Q&A: Linear Regression Analysis of Crime Rates in New York State ===========================================================
Introduction
In our previous article, we analyzed the number of newly reported crime cases in a county in New York State using linear regression. We found a negative relationship between the number of years since 2003 and the number of new cases. In this article, we will answer some frequently asked questions (FAQs) related to the linear regression analysis.
Q: What is the purpose of linear regression analysis in this study?
A: The purpose of linear regression analysis in this study is to examine the relationship between the number of years since 2003 and the number of new cases. We want to determine if there is a significant relationship between these two variables and if so, what the nature of the relationship is.
Q: What is the independent variable (x) in this study?

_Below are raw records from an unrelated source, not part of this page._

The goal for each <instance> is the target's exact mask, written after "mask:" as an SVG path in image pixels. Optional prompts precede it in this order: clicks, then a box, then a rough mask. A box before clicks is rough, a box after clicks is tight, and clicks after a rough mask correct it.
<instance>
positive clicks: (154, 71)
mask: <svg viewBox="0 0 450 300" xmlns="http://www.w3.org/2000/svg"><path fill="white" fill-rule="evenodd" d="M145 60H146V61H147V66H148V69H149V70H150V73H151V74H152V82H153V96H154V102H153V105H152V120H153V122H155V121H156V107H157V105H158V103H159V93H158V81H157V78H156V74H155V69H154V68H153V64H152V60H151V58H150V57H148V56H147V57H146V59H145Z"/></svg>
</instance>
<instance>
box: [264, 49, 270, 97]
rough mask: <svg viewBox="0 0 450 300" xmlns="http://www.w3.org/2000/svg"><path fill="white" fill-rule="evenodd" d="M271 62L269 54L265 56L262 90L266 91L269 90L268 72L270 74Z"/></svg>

A: The independent variable (x) in this study is the number of years since 2003.
Q: What is the dependent variable (y) in this study?
A: The dependent variable (y) in this study is the number of new cases.

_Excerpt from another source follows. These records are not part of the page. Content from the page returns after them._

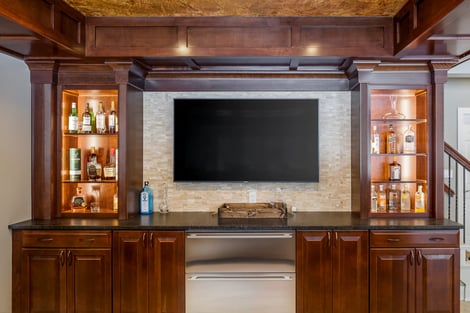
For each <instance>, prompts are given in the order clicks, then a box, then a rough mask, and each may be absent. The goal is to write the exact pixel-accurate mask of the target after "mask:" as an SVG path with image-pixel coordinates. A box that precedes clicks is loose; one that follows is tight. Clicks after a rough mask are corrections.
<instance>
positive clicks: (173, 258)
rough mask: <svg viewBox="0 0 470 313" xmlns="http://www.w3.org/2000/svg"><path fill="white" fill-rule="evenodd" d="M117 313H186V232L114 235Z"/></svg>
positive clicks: (116, 301) (144, 233)
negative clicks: (185, 265)
mask: <svg viewBox="0 0 470 313" xmlns="http://www.w3.org/2000/svg"><path fill="white" fill-rule="evenodd" d="M113 253H114V262H115V263H114V279H115V280H114V288H115V289H114V312H136V313H142V312H149V313H151V312H154V313H184V308H185V306H184V299H185V297H184V232H182V231H167V232H165V231H159V232H144V231H117V232H115V233H114V252H113Z"/></svg>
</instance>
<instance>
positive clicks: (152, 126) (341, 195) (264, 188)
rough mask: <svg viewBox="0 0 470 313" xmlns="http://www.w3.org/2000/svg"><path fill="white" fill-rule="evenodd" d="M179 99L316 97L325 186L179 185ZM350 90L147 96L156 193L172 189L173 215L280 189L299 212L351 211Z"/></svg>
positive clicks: (150, 174)
mask: <svg viewBox="0 0 470 313" xmlns="http://www.w3.org/2000/svg"><path fill="white" fill-rule="evenodd" d="M174 98H301V99H305V98H312V99H319V122H320V124H319V132H320V138H319V139H320V140H319V145H320V182H319V183H174V182H173V99H174ZM350 116H351V111H350V93H349V92H309V93H307V92H274V93H273V92H146V93H145V94H144V177H142V181H143V180H149V181H150V186H151V187H152V188H153V190H154V193H155V202H154V207H155V210H158V206H159V204H160V201H161V189H162V184H163V183H166V184H167V186H168V205H169V208H170V211H215V210H216V209H217V208H218V207H219V206H220V205H221V204H223V203H225V202H247V201H248V195H247V193H248V190H256V196H257V202H269V201H272V200H273V197H274V191H275V190H276V189H278V188H280V189H281V197H282V199H283V200H284V201H285V202H287V204H288V205H289V207H291V206H295V207H296V209H297V210H298V211H351V158H350V154H351V147H350V145H351V143H350V138H351V129H350V124H351V123H350Z"/></svg>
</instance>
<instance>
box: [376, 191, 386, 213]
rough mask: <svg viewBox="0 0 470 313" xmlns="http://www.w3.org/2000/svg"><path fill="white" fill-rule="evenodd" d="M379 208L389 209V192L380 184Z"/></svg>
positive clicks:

Q: What is the slope (β1) of the linear regression equation?
A: The slope (β1) of the linear regression equation is -51.08. This means that for every additional year since 2003, the number of new cases decreases by approximately 51.08.
Q: What is the intercept (β0) of the linear regression equation?

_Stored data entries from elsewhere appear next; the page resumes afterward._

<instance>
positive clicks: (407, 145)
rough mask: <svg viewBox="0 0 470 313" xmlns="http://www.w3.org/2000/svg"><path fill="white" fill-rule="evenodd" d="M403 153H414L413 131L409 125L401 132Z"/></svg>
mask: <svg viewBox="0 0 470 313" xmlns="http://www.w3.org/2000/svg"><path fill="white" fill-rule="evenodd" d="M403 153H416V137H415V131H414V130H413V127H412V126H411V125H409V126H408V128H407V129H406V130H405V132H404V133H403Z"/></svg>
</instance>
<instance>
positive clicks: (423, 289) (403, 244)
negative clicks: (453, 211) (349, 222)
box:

A: The intercept (β0) of the linear regression equation is 2510.8. This means that when x = 0 (i.e., in the year 2003), the number of new cases is approximately 2510.8.
Q: What is the significance of the linear regression equation?
A: The linear regression equation shows a negative relationship between the number of years since 2003 and the number of new cases. This means that as the number of years since 2003 increases, the number of new cases decreases.
Q: What are the limitations of this study?
A: This study has several limitations. Firstly, the data used in this study is limited to a single county in New York State. Secondly, the data is based on a single year (2003) as the starting point. Thirdly, the linear regression model assumes a linear relationship between the number of years since 2003 and the number of new cases. However, this relationship may not be linear in reality.
Q: What are the future research directions?
A: Future research directions include:
- Using a larger dataset: Using a larger dataset that includes multiple counties in New York State would provide a more comprehensive understanding of the relationship between the number of years since 2003 and the number of new cases.
- Using a different model: Using a different model, such as a non-linear model, may provide a more accurate representation of the relationship between the number of years since 2003 and the number of new cases.
- Including additional variables: Including additional variables, such as the number of police officers or the number of community programs, may provide a more comprehensive understanding of the relationship between the number of years since 2003 and the number of new cases.
Conclusion
In this article, we answered some frequently asked questions (FAQs) related to the linear regression analysis of crime rates in New York State. We hope that this article provides a better understanding of the relationship between the number of years since 2003 and the number of new cases.
References
- [1] Linear Regression Analysis. (n.d.). Retrieved from https://en.wikipedia.org/wiki/Linear_regression
- [2] Crime Rates in New York State. (n.d.). Retrieved from https://www.bjs.gov/index.cfm?ty=tp&tid=1044
Appendix
The data used in this study is available in the following table:
| Year (x) | Number of New Cases (y) |
|---|---|
| 0 | 1500 |
| 1 | 1550 |
| 2 | 1600 |
| 3 | 1650 |
| 4 | 1700 |
| 5 | 1750 |
| 6 | 1800 |
| 7 | 1850 |
| 8 | 1900 |
| 9 | 1950 |
| 10 | 2000 |
| 11 | 2050 |
| 12 | 2100 |
| 13 | 2150 |
| 14 | 2200 |
| 15 | 2250 |
| 16 | 2300 |
| 17 | 2350 |
| 18 | 2400 |
The linear regression equation is:
y = 2510.8 - 51.08x
This equation shows a negative relationship between the number of years since 2003 and the number of new cases.